The Hidden Truth about Nestle

The Hidden Truth about Nestle

Nestle is the world’s largest foodstuff company, with the most recent backlash they are starting to lose business and becoming one of the most hated companies to exist. The companies biggest crimes are child labor, manipulating uneducated mothers, pollution, price fixing and mislabeling, a Nestle is a Swiss multinational food and beverage company, according to the Nestle website their products include baby food, bottled water, breakfast cereals, coffee and tea, confectionery, dairy products, ice cream, frozen food, pet foods, and snacks. 

A report by the Fair Labor Association (FLA) , commissioned by Nestle, saw researchers visit 260 farms used by the company in Ivory Coast from September to December 2014. The researchers found 56 workers under the age of 18, of which 27 were under 15. At one farm in the Divo district of the country, the FLA found evidence of forced labor, with a young worker not receiving any salary for a year’s work at a farm.

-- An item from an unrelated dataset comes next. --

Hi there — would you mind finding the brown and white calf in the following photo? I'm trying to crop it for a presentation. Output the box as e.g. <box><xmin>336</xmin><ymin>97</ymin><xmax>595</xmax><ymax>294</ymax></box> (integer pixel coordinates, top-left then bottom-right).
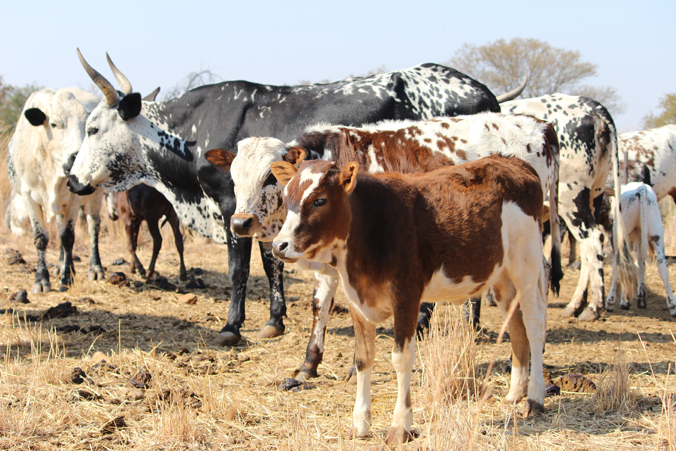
<box><xmin>272</xmin><ymin>155</ymin><xmax>547</xmax><ymax>444</ymax></box>
<box><xmin>107</xmin><ymin>183</ymin><xmax>188</xmax><ymax>280</ymax></box>
<box><xmin>206</xmin><ymin>113</ymin><xmax>562</xmax><ymax>378</ymax></box>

In the 1970s, declining rates of breastfeeding led a number of organizations to raise concerns about the marketing practices of breast milk substitute manufacturers which made Nestle aggressively push their breastfeeding formula in less economically developed countries, specifically targeting the poor. 

In Canada, the Competition Bureau raided the offices of Nestle Canada in an investigation on price fixing. Nestle (and the other companies involved) were subject to class-action lawsuits and ultimately settled for $9 million, without actually admitting liability. In the US, another, larger trial was rejected, because even though it was plausible that the same thing happened in the US, there was no clear evidence of foul play.

Also in Canada, in the town of Grand River, located on the Six Nations Reservation there is a lack of access to water, while Nestle extracts millions of liters of water everyday from the Erwin Well that otherwise serves as a reliable source of freshwater to the Six Nations Reservation. Residents of the reservation have begun to report that their water now is dirty and carries a foul smell.

August of 2020 thousands of dead fish were reported in the Aisne river close to a Nestle factory. The deaths were due to a decrease in oxygen levels in the water. While the origins of the pollution were still being determined, Nestle confirmed that there had been “occasional and involuntary overflow of biological sludge effluent, without the presence of chemicals” from its wastewater treatment plant that evening. 

Nestle has shown many times that they have very few ethics and not many responsibilities. They have gone the extra mile to make a profit – even if it meant hurting their customers and workers.